Poor rural counties have a higher rate of Covid-19 infection than the rest of rural and urban America, according to the latest “Rural America at a Glance,” the annual snapshot of rural conditions produced by the USDA Economic Research Service.
Rural counties with persistent poverty have cumulative infection rates 20 to 30% higher than other types of U.S. counties, the report says. Persistent-poverty counties are ones where at least 20% of the population has lived below the poverty line for the past 40 years.
This year’s annual report from the Economic Research Service is more than a glance, at least compared to reports published in previous years. At 16 pages, the 2021 “Glance” is over two times longer than previous years’ documents, but there are also more photographs than in previous editions. In a webinar about the report last week, our question about the length of the document was not selected for a response.
Besides length, the other difference in this year’s report is its emphasis on persistent-poverty counties. The report broke out the performance of both rural and urban poor counties in nearly all of its 11 tables and graphs.
In rural America, there are 301 persistently poor counties, about 15% of the nation’s 1,976 rural counties. These poor rural counties contain a population of 5.7 million (about 12% of the 46 million people who live in rural counties). This population is more diverse than the rest of rural America. About half the population in persistent-poverty counties is white, while in non-poor rural counties, about three quarters of the population is white.
Urban America has 52 persistently poor counties (4% of the nation’s 1,165 metropolitan counties) containing 11.7 million residents (about 4% of the 285 million people who live in urban counties).

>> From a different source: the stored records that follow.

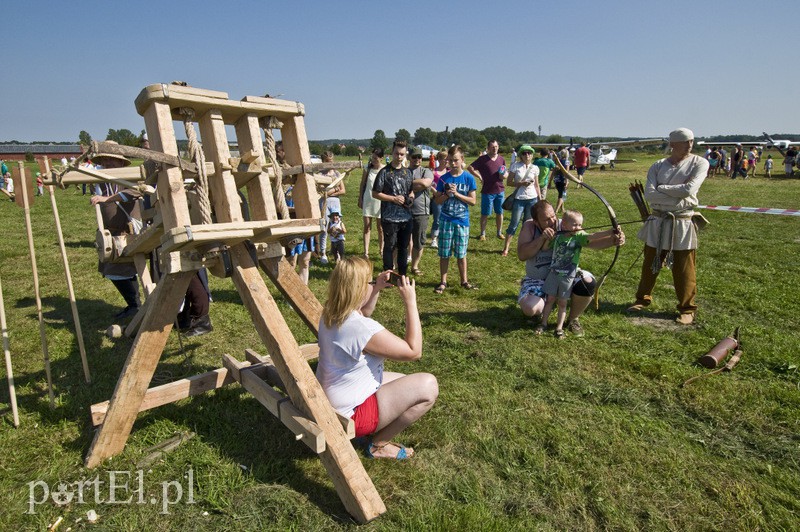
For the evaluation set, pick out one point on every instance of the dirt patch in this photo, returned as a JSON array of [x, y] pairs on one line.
[[661, 323]]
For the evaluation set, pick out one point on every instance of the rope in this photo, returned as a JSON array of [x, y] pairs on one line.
[[268, 124], [199, 158]]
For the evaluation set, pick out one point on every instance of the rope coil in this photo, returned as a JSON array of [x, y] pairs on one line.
[[268, 124], [199, 158]]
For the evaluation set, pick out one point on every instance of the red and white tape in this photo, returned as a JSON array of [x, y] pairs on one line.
[[761, 210]]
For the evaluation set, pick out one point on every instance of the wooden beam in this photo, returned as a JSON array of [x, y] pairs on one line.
[[171, 392], [299, 295], [138, 370], [277, 404], [351, 481], [171, 196], [259, 189]]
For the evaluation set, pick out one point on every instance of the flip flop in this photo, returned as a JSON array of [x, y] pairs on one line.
[[402, 454]]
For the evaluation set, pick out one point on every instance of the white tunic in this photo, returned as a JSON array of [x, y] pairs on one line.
[[347, 373], [673, 189]]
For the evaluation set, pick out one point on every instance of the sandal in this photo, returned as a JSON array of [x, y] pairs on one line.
[[403, 454]]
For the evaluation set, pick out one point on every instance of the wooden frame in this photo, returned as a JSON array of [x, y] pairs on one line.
[[307, 410]]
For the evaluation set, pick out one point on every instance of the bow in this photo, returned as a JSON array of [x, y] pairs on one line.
[[612, 216]]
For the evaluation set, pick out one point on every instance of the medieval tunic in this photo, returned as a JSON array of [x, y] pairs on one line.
[[671, 191]]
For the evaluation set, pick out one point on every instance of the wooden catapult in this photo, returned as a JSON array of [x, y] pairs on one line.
[[188, 238]]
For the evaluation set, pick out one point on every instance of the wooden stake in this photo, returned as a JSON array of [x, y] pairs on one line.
[[32, 251], [44, 166], [9, 373]]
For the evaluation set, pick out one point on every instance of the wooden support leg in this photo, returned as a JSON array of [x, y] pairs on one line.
[[9, 373], [72, 303], [139, 368], [37, 292], [299, 295], [352, 483]]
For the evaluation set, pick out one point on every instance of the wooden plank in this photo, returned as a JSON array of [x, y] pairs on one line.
[[146, 241], [351, 481], [270, 375], [259, 189], [202, 101], [222, 186], [138, 370], [295, 143], [277, 404], [172, 392], [301, 297]]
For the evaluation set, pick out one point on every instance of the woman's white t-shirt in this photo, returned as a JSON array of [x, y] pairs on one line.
[[347, 373]]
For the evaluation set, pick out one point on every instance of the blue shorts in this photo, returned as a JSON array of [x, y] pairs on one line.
[[453, 239], [492, 201]]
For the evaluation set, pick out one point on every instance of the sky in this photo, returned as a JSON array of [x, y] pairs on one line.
[[613, 68]]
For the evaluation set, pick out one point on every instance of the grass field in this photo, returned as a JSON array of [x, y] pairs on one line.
[[528, 433]]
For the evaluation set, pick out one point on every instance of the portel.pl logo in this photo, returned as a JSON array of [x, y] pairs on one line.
[[119, 487]]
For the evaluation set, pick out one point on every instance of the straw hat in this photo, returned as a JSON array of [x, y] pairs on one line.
[[102, 155]]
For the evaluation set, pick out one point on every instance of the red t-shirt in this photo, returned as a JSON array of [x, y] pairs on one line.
[[581, 156]]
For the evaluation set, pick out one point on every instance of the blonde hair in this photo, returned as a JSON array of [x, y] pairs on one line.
[[347, 289]]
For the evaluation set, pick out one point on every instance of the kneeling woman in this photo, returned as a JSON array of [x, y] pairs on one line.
[[352, 349]]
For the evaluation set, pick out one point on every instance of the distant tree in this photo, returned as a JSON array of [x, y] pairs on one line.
[[126, 137], [464, 135], [425, 135], [502, 134], [556, 139], [84, 138], [378, 141], [402, 134], [316, 148]]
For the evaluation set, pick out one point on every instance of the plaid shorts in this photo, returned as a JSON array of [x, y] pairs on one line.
[[452, 238]]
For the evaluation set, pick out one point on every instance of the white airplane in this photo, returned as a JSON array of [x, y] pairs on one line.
[[427, 151], [597, 150], [780, 144]]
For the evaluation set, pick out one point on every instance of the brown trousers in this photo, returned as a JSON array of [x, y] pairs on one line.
[[684, 277]]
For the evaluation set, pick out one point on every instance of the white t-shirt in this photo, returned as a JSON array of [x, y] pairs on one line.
[[520, 172], [347, 373]]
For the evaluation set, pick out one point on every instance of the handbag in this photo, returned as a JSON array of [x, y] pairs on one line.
[[508, 203]]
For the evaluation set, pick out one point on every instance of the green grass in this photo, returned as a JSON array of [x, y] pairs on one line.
[[528, 433]]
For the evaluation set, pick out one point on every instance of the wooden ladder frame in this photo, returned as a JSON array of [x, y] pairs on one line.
[[158, 105]]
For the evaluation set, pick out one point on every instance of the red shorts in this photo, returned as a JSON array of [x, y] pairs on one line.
[[366, 416]]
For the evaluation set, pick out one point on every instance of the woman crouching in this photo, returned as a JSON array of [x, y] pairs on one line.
[[352, 349]]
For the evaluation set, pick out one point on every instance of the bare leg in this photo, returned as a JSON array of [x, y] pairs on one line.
[[305, 264], [507, 244], [532, 305], [367, 234], [416, 255], [402, 401], [462, 269], [444, 265], [562, 313]]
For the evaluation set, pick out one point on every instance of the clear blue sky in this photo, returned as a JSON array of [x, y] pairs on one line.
[[616, 68]]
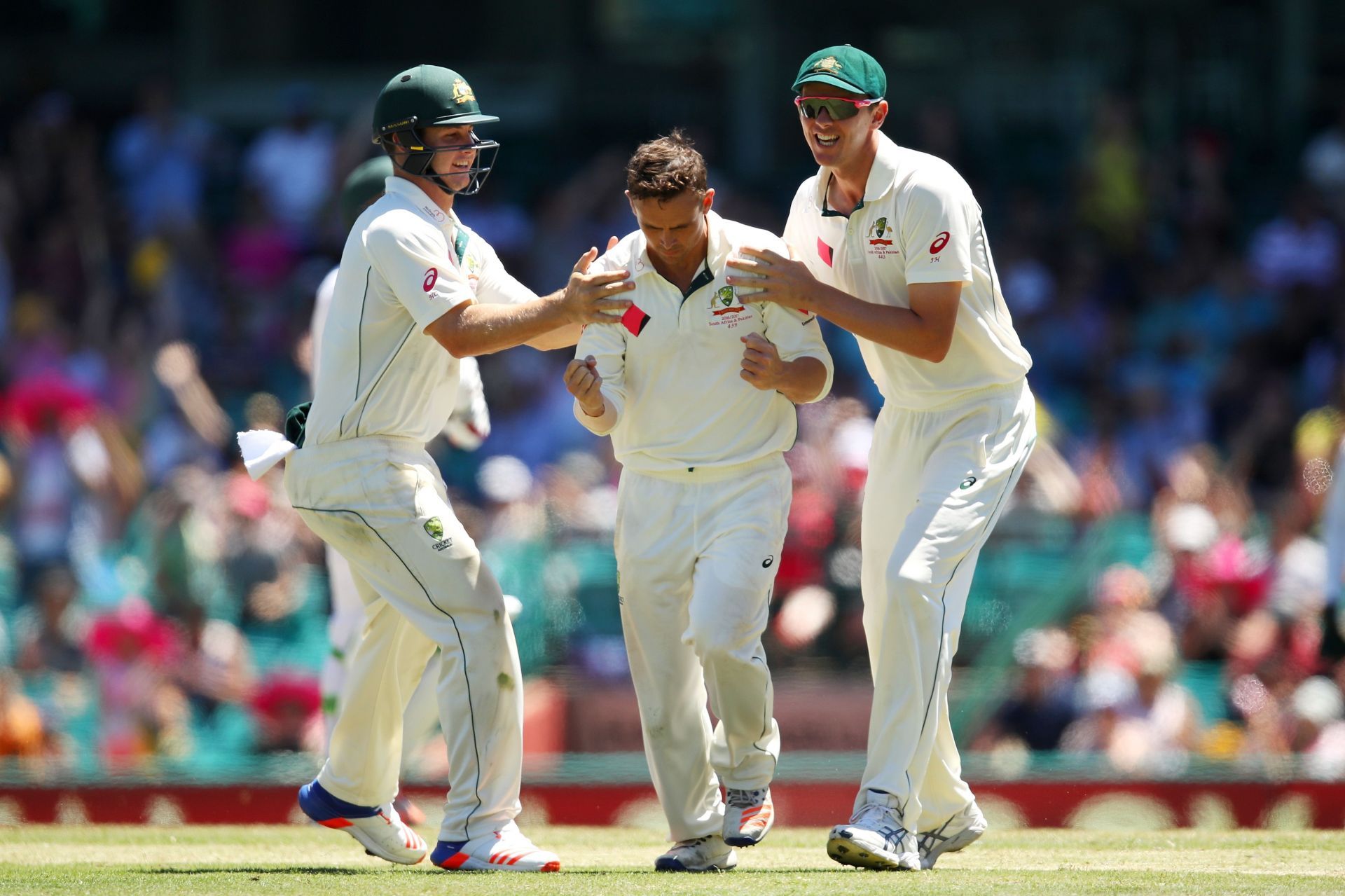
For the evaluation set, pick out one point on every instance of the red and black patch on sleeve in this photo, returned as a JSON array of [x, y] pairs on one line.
[[635, 321], [824, 252]]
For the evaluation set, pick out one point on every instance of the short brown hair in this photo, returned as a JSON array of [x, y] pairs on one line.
[[666, 167]]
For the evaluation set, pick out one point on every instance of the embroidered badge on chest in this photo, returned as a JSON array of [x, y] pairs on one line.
[[726, 308], [881, 236]]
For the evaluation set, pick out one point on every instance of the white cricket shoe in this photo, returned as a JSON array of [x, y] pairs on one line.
[[874, 839], [698, 853], [954, 834], [378, 829], [504, 849], [748, 817]]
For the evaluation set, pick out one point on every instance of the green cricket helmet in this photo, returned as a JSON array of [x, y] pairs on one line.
[[362, 186], [425, 97]]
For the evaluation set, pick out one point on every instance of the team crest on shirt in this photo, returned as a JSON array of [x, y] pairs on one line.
[[726, 308], [435, 529], [474, 272], [880, 240]]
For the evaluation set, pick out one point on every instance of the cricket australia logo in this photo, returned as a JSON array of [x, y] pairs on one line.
[[463, 92], [435, 529], [725, 307], [880, 238]]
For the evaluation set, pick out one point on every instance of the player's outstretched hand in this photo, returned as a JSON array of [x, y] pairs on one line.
[[595, 298], [775, 277], [761, 365], [584, 382]]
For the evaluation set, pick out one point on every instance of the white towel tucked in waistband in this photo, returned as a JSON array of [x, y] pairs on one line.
[[263, 450]]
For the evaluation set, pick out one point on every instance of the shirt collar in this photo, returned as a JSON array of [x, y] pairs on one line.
[[883, 177], [419, 198]]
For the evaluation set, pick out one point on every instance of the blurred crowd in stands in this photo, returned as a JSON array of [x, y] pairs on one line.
[[156, 279]]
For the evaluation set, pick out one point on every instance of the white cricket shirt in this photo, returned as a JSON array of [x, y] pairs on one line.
[[918, 223], [405, 264], [672, 371]]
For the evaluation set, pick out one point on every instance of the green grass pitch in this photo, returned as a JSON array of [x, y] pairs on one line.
[[616, 862]]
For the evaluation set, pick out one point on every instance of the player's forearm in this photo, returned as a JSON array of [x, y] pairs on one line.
[[899, 329], [563, 337], [599, 424], [803, 380]]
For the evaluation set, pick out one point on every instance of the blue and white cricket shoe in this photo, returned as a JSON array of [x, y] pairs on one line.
[[504, 849], [874, 839], [378, 829], [698, 855]]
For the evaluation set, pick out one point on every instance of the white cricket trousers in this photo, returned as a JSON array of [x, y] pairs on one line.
[[697, 555], [381, 504], [938, 482], [345, 628]]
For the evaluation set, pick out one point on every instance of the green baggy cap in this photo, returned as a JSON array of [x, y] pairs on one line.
[[846, 67]]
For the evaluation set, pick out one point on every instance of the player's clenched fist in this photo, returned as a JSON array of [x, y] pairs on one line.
[[761, 365], [584, 382], [595, 298]]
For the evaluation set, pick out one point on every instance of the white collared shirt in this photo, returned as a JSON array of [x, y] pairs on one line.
[[672, 371], [918, 223], [378, 373]]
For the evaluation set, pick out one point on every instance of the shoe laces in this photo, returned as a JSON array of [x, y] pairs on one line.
[[690, 844], [874, 815], [884, 821], [745, 798]]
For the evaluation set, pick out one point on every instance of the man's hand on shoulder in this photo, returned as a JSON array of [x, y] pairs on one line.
[[768, 276], [595, 298], [761, 364]]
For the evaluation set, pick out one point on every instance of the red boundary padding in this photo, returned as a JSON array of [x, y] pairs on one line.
[[1040, 804]]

In some areas, poor and non-poor rural counties did not perform that differently. They had nearly identical vaccination rates as of the third week of October (41.7% vs. 42.2% of all eligible adults). Metro poor and non-poor counties were virtually equivalent, as well (53.0% vs 53.5%).
Poor and non-poor rural counties also had similar losses in employment from January 2020 to January 21 (about 3%).
But the unemployment rate in persistent-poverty rural counties was 20% higher than other rural counties, and second only to poor metropolitan counties, where the unemployment rate was 9.0%.
Poor rural counties were also less likely to have internet access at home and less likely to live in a county where good internet connections were available.
Poor rural counties collectively lost population from 2010 to 2020, while non-poor rural counties gained slightly. Persistent poverty rural counties lost 345,000 residents over the decade, while rural counties that were not persistently poor gained 58,000, resulting in the net loss of 288,000 residents (or 0.6%) over the decade.